|James Frey (Photo Credit)|
What am I afraid of here? That James is writing about himself. Let me explain: Frey's main character, Ben, is "flattened by a piece of plate glass" that falls on him at a construction site early in the story. He survives and wakes from a coma to find that he has become a miracle worker. Could the plate glass be a metaphor for the anvil of wrath that fell on him after A Million Little Pieces was exposed as largely fictional? Apparently, he was so hounded by photographers and class-action lawsuits following his harrowing dress-down by Oprah that he was forced to take refuge in France. Now, let's look at his 'post-crucifixion' experience: he's still part of the literary world because people still write articles about his production. I would say his status as literary outcast (a title that frequently preceeds his name) is--if not always, then frequently--in air quotes. Sure, it's used as often for him as Mr. or Ms. is for others, but it's what perpetuates his bad-boy caché. Didn't he previously color himself as an outcast--a recovered outlaw, who saw the light and cleaned himself up?

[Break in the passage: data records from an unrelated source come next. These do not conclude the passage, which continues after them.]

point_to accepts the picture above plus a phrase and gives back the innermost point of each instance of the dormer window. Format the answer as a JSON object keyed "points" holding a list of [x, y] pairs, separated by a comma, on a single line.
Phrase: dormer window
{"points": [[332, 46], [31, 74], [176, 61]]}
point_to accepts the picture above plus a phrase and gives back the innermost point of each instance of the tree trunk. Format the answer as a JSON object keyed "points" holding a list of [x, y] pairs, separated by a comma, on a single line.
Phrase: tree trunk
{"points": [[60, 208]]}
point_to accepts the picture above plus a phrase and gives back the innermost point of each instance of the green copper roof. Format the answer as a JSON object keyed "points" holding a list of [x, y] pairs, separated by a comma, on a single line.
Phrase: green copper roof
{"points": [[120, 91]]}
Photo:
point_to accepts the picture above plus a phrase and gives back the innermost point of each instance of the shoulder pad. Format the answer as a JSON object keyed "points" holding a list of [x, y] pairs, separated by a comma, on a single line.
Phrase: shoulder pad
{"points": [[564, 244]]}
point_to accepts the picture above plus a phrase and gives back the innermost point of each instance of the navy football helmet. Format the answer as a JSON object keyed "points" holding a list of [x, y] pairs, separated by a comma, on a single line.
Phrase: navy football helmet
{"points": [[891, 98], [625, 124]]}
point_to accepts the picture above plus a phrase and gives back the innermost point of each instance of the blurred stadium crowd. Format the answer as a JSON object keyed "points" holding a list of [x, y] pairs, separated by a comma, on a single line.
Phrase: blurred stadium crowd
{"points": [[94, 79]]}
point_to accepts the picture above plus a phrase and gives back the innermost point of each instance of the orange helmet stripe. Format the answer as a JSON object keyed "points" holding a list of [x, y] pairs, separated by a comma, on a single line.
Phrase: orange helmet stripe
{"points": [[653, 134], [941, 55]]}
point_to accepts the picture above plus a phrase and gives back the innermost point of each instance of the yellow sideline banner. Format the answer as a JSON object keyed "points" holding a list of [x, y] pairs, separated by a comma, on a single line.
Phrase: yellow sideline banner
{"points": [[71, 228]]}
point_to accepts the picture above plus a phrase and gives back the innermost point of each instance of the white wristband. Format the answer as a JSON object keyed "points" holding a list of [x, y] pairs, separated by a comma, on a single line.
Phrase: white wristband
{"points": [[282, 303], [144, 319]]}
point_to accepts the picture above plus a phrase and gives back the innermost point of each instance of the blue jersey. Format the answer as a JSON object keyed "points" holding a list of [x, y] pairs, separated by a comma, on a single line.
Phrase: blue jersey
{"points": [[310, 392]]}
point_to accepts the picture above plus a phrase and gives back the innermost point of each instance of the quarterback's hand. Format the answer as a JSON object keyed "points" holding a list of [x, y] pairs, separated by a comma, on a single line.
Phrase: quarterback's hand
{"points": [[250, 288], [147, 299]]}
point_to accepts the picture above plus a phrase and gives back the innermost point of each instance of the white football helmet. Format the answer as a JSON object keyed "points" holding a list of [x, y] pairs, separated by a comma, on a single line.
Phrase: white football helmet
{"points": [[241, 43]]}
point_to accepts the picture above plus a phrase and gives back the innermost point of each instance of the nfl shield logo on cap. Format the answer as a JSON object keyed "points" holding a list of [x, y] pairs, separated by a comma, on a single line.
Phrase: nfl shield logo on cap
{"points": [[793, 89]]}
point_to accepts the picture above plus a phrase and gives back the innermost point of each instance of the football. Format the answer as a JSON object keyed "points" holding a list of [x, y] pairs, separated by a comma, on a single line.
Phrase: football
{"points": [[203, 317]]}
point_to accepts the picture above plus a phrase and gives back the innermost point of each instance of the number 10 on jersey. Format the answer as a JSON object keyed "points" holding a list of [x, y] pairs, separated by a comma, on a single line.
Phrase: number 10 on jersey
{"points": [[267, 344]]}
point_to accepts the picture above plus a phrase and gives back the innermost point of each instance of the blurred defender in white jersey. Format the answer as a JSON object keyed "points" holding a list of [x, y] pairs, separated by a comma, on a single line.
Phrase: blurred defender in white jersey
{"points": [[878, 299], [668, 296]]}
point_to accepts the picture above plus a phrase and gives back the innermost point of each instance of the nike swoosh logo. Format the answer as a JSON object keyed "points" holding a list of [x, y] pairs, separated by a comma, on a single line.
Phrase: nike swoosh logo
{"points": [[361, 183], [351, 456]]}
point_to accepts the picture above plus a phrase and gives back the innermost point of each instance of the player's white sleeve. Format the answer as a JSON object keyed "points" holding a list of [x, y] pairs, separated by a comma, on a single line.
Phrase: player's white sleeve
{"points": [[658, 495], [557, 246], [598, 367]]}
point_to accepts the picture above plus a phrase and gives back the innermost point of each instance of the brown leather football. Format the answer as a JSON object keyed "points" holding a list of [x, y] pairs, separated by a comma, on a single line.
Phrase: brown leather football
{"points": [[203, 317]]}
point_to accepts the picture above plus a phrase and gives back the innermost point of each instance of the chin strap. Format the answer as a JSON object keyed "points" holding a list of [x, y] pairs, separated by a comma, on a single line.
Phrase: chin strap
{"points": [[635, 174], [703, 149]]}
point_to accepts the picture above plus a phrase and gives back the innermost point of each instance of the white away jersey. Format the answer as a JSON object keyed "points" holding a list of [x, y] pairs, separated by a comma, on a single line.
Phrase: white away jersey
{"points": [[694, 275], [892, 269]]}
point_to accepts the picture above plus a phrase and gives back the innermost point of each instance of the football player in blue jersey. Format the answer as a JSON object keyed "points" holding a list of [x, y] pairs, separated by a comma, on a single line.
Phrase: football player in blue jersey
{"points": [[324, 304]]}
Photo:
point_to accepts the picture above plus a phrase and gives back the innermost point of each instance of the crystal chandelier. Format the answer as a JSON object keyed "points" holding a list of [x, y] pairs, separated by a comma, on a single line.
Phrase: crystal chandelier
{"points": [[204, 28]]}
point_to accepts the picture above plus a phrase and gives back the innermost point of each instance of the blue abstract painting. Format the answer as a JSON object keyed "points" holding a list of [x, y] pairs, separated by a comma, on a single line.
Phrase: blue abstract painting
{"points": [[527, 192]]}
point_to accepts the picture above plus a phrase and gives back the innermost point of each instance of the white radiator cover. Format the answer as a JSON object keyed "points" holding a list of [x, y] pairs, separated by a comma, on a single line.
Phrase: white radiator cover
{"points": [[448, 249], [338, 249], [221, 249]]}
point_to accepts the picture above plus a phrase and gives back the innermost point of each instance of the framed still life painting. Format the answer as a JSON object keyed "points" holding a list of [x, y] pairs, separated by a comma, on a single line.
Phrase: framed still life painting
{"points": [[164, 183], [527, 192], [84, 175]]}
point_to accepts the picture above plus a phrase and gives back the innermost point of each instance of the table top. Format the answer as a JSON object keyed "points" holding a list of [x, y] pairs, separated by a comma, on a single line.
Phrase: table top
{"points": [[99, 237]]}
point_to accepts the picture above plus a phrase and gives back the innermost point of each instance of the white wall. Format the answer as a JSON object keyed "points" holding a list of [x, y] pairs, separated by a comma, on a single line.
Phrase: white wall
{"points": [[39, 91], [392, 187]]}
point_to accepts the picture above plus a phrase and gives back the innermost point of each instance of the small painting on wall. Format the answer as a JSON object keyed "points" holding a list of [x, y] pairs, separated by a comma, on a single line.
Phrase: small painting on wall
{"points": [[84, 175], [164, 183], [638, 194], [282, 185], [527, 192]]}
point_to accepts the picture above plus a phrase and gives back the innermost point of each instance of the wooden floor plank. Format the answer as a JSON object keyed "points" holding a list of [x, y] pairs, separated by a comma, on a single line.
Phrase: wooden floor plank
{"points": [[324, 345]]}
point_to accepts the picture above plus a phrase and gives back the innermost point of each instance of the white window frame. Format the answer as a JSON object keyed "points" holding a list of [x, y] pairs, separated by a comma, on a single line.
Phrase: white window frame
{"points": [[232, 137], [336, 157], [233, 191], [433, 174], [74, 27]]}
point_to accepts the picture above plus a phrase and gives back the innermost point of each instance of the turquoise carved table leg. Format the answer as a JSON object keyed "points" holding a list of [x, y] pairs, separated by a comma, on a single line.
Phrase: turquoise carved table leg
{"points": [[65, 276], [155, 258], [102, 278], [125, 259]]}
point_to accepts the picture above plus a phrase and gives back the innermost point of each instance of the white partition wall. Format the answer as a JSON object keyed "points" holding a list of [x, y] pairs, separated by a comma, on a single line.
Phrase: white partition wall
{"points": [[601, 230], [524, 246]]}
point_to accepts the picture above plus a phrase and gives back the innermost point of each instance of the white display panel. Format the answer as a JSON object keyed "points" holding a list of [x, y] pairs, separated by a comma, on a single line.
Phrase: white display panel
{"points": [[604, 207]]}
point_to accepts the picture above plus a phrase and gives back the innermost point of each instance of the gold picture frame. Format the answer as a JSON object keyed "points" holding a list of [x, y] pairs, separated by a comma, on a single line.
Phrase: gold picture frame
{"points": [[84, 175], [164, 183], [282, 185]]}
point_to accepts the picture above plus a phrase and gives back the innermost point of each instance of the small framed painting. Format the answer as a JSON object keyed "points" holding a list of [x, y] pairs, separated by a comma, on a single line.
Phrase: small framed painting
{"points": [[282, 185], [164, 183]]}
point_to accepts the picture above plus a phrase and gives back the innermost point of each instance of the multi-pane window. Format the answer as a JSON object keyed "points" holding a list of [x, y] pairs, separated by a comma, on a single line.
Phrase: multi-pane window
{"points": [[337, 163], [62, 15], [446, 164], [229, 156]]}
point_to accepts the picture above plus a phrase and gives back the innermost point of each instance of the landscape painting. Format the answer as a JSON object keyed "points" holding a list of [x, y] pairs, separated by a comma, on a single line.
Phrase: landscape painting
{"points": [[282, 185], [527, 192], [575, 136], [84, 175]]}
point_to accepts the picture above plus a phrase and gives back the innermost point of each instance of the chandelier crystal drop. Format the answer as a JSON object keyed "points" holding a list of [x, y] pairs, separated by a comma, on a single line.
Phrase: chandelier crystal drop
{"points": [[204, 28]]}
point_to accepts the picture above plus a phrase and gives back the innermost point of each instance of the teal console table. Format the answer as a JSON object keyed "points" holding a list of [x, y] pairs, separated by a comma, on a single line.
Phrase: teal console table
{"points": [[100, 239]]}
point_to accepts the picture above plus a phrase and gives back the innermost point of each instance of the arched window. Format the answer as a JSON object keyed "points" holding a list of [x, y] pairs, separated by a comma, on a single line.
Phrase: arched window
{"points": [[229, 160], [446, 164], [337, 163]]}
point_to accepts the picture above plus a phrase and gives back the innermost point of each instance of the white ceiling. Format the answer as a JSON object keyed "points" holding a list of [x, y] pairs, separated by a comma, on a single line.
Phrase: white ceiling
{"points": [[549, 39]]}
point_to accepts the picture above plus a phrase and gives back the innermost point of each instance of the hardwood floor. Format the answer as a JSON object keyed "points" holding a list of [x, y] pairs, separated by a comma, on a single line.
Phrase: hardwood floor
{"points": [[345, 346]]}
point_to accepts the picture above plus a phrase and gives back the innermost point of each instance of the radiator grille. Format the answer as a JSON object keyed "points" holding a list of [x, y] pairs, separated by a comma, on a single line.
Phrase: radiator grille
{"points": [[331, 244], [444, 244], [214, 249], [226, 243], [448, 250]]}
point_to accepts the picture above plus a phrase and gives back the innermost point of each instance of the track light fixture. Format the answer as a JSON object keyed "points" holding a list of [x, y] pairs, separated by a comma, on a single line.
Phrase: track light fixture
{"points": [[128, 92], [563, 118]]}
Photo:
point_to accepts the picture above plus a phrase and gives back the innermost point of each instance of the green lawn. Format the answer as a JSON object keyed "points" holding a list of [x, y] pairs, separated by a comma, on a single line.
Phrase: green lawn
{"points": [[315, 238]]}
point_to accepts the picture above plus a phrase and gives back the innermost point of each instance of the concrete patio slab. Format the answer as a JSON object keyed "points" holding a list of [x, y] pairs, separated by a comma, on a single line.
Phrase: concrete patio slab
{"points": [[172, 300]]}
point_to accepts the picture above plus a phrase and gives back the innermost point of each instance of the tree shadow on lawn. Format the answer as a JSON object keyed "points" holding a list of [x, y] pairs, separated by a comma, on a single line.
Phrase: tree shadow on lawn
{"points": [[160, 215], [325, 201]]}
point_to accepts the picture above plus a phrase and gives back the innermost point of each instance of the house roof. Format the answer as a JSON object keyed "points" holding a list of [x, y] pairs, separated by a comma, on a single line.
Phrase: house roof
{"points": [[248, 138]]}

Remember, the man refers to himself as Big Jim. Yes, yes, this may be an attempt to heal the wounded soul and to project an image of vital importance, but still....outcast? I'm skeptical. In 2007, Harper Collins published Bright Shiny Morning. In 2010, he co-produced (again, involving controversy over the exploitation of MFA candidates seeking publication) the movie I Am Number Four.
Well, let's take a look at Frey's description of Final Testament. Specifically, try out this explanatory line from Frey's site:
"[Ben] proceeds to roam the city and surrounding areas, reuniting with estranged family members, shooting buckets of miracle cum into the orifices of a wide variety of women and men who afterward will be happy forever, denounces the Bible and other organized religion, speaks to the entity humans understand to be God and tells them that He isn’t going to save them, warns that the end is nigh, generally has a good time doing whatever he fancies, and advises others to do so as long as nobody gets hurt." (Frey)
Really, the scary thing is--even if this is a veiled self-portrait of Frey and his virtual resurrection in the literary world (by entering through the high art door propped open for him at Gagosian)--it also points to the tacit message that devalues the notion of the future. Even though it's been positively reviewed by The Financial Times, the book's message seems filled with overwrought millenial angst and appears entirely devoid of hope. It's a message all too familiar, too overplayed in the popular media, which can be every bit as scurrilous and venal as Frey himself has been accused of. So then--what more can we really learn from this book that hasn't already been communicated by other means? Is there something to the book's theme and aura besides controversy?
It brings me right back to a question I often ask myself: what is the role of the writer in society? Do books like Final Testament contribute to constructive dialogue, or is it just another product on the conveyor belts at Big Jim Industries?